Research results are emerging with potential implications for updating the technical guidelines of IMCI. The technical
updates are provided for use by countries whenever there are opportunities to revise the country IMCI adaptations. It will be
necessary to have a series of technical updates as new research findings become available. The current technical updates have
compiled new evidence to inform countries immediately about IMCI adaptations and recommend adaptations in six areas.

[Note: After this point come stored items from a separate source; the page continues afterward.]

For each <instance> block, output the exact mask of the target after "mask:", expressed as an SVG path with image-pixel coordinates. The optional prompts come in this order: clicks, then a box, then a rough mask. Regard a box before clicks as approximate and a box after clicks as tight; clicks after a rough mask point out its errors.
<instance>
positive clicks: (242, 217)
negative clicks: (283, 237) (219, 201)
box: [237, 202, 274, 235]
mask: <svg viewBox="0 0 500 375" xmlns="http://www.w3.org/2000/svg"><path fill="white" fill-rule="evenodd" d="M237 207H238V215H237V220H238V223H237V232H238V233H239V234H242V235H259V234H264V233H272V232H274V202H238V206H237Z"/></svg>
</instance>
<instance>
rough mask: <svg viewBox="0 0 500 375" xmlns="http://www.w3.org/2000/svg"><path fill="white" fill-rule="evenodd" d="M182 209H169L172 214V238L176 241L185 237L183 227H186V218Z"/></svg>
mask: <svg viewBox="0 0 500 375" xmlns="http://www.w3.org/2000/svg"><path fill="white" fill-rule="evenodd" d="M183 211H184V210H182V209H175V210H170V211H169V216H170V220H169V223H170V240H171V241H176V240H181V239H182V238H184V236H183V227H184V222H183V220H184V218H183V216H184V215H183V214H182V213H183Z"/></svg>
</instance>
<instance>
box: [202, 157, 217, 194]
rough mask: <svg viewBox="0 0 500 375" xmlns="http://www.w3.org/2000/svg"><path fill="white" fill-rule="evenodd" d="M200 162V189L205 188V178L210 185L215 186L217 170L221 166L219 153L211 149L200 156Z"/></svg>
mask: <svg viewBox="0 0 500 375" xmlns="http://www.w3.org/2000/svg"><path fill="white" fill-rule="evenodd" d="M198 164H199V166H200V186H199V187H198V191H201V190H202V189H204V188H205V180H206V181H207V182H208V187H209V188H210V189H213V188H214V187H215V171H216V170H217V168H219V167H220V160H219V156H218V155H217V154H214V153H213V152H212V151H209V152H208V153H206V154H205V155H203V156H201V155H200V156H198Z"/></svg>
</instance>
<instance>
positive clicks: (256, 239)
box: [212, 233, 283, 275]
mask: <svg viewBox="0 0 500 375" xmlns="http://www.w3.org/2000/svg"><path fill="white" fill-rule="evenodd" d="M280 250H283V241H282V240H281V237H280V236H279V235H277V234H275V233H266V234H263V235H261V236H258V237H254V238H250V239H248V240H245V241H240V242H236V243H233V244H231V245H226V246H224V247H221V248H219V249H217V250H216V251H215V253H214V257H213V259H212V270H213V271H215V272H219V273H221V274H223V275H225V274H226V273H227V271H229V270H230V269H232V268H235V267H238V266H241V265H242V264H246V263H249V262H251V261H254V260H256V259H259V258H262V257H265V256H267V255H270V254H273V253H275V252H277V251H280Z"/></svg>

Two recent advances in managing diarrhoeal disease – lower concentration oral rehydration salts (ORS) for prevention
and treatment of dehydration, and zinc supplementation during and after the diarrhoea episode – can drastically reduce child
morbidity and mortality. May 2004, WHO and UNICEF signed a joint statement that recommends use of the new low
osmolarity ORS and zinc in management of diarrhoeal diseases.
To accelerate the use of zinc and new low osmolarity ORS for effective treatment of diarrhoea WHO, UNICEF, USAID,
Johns Hopkins Bloomberg School of Public Health, and the Bill & Melinda Gates Foundation set up a global Operational Team
for zinc. This time the Operational Team for zinc and the WHO Regional Office for Europe organized a three-day workshop in
Bishkek, Kyrgyzstan for decision makers to overview the updates in management of diarrhoeal diseases.